Cet accord est l'un des sujets au centre de ce procès, qui s'est ouvert lundi et cherche à déterminer si la société d'investissement brésilienne DIS - détentrice de 40% des droits du joueur lorsqu'il jouait au sein du club brésilien de Santos, avant son départ à Barcelone - a été escroquée durant cette opération.
"Neymar n'a jamais participé aux négociations", a confirmé le père du joueur, également poursuivi avec sa femme dans cette affaire.
Accusant l'attaquant brésilien de corruption, le parquet a réclamé deux ans de prison et 10 millions d'euros d'amende à son encontre. Les peines de deux ans ou moins ne sont pas exécutées en Espagne lorsque le casier du condamné est vierge.
Outre ses parents, deux ex-présidents du Barça - Sandro Rosell et Josep María Bartomeu - et un ex-dirigeant du club brésilien de Santos, Odilio Rodrigues Filho, sont aussi jugés à ses côtés.
Initialement prévue vendredi au plus tôt, l'audition du joueur a été avancée à la demande de ses avocats qui ont mis en avant ses impératifs footballistiques avec le PSG, vendredi en championnat et mardi en Ligue des champions.
"Ney" n'aura maintenant plus besoin d'assister au procès et pourra simplement s'exprimer, s'il le souhaite, à la fin des débats, prévue le 31 octobre, par vidéo-conférence.
- DIS réclame 35 millions -
DIS, qui a porté l'affaire en justice en 2015, estime avoir été lésée lors du transfert et affirme que le Barça, Neymar et sa famille puis Santos, dans un deuxième temps, se sont alliés pour dissimuler le montant réel de l'opération et "l'escroquer".
Elle leur reproche de ne pas l'avoir informée de l'existence du contrat d'exclusivité de 2011 qui a faussé, selon elle, le mercato en empêchant d'autres clubs de lutter pour recruter Neymar.
Le Barça a initialement chiffré le coût du transfert à 57,1 millions d'euros (40 millions pour Neymar et sa famille et 17,1 pour Santos) mais la justice espagnole estime qu'il a en réalité coûté au moins 83 millions d'euros.
DIS, qui a touché 6,8 millions d'euros sur les 17,1 officiellement versés au club brésilien, réclame 35 millions d'euros, soit la somme qu'elle estime avoir perdue dans l'affaire.
Interrogé mardi, le père de Neymar a assuré que ce n'était pas à lui mais à Santos d'informer DIS de l'existence de négociations tout à fait légales, selon lui, et de surcroît autorisées par le club brésilien dans une lettre de 2011.
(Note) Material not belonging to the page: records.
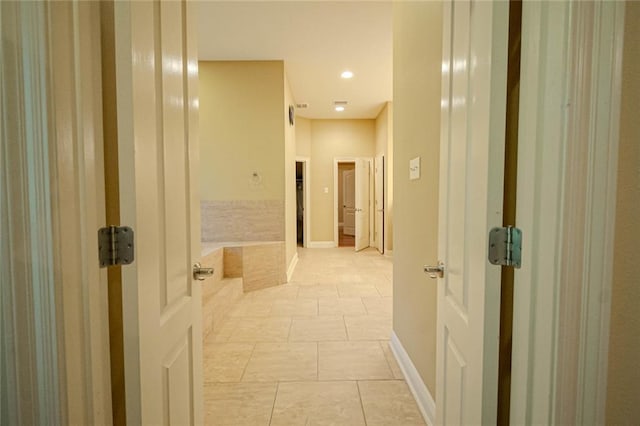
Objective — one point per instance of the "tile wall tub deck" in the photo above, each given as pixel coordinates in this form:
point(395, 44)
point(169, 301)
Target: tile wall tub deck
point(242, 220)
point(239, 267)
La défense de Neymar soutient par ailleurs que la prime de 40 millions d'euros touchée par le joueur, qui a ensuite quitté en 2017 le Barça de manière fracassante pour le PSG, est une "prime de transfert légale et habituelle sur le marché du football".
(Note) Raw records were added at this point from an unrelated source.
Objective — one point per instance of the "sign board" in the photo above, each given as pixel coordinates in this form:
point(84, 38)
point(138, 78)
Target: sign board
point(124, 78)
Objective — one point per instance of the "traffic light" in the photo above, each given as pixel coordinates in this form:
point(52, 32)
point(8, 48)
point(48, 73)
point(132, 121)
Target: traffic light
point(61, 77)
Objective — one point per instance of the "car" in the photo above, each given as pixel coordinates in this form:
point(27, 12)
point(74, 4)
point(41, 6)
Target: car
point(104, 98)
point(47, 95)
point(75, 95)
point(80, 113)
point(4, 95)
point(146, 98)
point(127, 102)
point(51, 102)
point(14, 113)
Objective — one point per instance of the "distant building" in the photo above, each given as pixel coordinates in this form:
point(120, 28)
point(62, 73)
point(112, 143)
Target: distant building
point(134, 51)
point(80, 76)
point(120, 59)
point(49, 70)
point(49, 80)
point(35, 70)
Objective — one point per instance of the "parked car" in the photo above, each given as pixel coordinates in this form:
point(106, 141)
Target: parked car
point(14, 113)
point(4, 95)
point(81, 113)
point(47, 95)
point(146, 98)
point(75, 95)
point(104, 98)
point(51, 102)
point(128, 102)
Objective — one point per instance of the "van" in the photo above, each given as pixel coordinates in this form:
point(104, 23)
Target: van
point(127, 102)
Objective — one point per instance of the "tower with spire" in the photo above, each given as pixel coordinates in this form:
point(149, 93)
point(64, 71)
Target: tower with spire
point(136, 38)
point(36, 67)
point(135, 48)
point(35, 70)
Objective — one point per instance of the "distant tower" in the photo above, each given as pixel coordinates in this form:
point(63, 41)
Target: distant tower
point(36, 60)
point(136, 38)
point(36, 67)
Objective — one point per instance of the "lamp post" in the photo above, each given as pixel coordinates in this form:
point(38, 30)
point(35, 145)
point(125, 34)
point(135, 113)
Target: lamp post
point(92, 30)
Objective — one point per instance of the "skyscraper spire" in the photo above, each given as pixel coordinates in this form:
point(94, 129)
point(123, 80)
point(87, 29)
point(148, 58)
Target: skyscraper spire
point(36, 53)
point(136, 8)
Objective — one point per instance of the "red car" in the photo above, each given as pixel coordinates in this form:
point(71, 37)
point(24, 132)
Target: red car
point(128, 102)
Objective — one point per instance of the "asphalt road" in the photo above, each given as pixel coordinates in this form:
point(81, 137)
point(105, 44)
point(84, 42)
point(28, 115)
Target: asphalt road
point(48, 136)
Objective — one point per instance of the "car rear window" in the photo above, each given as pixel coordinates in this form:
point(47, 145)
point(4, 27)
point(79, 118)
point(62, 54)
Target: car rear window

Appelé à témoigner par l'accusation, le patron du Real Madrid, Florentino Perez, est lui resté extrêmement évasif. S'il a confirmé que son club avait fait une offre de 45 millions d'euros pour Neymar à Santos, il a affirmé qu'il n'avait pas participé directement aux négociations et souligné que "les joueurs vont où ils veulent aller".
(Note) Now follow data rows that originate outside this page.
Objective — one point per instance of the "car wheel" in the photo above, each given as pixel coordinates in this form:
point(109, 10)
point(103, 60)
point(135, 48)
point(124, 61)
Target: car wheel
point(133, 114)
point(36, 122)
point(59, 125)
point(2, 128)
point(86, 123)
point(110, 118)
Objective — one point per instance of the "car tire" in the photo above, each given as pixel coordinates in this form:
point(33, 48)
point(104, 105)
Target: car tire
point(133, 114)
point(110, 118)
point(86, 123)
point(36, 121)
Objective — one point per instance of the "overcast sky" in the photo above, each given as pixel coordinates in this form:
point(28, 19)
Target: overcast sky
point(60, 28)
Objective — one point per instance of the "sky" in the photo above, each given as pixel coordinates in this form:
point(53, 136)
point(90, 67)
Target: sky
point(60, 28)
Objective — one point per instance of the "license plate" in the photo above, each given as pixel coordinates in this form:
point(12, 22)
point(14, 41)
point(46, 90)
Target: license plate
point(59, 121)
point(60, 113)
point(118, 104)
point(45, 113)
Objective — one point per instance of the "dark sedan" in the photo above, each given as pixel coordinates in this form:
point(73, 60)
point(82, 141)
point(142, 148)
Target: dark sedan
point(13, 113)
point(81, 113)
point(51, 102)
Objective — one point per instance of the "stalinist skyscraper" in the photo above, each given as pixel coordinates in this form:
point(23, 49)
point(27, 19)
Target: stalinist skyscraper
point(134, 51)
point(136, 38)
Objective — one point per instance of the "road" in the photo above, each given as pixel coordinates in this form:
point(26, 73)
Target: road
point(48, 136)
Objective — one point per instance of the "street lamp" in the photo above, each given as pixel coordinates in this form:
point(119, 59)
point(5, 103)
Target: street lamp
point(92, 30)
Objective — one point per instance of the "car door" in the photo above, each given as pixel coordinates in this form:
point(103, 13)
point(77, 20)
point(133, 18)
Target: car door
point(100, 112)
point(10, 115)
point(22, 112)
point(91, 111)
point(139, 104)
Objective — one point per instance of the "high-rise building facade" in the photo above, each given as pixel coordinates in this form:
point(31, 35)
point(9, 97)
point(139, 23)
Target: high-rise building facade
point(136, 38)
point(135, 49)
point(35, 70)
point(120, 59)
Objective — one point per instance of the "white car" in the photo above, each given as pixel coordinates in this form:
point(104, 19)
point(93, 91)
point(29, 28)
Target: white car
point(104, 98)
Ce procès a été surnommé "Neymar 2", "Neymar 1" désignant l'affaire de fraude fiscale dérivant de ce même transfert. Elle s'était conclue en 2016 par un accord entre le parquet et le Barça qui avait accepté de payer une amende de 5,5 millions.
Neymar et le Barça se sont également affrontés devant la justice mais ont fini par signer en juillet 2021 un accord "à l'amiable" mettant fin à tous leurs litiges.